L’idée qu’un même système de cartographie sous-tende la navigation dans l’espace et dans le temps, ainsi que le raisonnement, la mémoire, l’imagination et la perception des dynamiques sociales, a une autre implication fascinante : elle suggère que notre capacité à construire des modèles du monde est ce qui nous rend si performants pour apprendre et pour nous adapter à notre environnement. Le monde est rempli de relations physiques et abstraites. Le plan des rues dans une ville et les cartes mentales de concepts interdépendants nous aident à lui donner un sens en extrayant, organisant et stockant des informations connexes. Il est facile de placer sur une carte spatiale existante un café qui s’installe dans une rue familière. De même, de nouveaux concepts peuvent être associés à des idées plus anciennes. Et une nouvelle rencontre est susceptible de remodeler notre espace social.
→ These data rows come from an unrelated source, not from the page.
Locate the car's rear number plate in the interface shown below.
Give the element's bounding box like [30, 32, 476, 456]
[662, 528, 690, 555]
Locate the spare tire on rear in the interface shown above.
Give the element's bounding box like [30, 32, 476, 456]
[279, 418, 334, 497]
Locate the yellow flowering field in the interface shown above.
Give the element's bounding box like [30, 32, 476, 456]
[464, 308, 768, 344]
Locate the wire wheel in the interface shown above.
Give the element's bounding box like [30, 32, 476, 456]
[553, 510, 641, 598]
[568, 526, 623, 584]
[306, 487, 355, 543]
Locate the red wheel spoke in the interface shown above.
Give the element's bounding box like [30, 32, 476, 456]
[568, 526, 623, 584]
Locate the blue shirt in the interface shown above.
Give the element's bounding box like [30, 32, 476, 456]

Grâce à ces cartes cognitives, nous sommes capables de simuler des choix possibles et de faire des prédictions en toute sécurité. Nous prenons aussi de multiples « raccourcis mentaux », en utilisant le même système cérébral qui nous indique un itinéraire alternatif lorsque nous sommes bloqués dans un embouteillage. Nous commençons tout juste à découvrir les propriétés et les capacités de ce système. Mais nous savons déjà que les cartes mentales font plus que nous aider à trouver des raccourcis dans l’espace physique : elles nous permettent de naviguer dans la vie elle-même.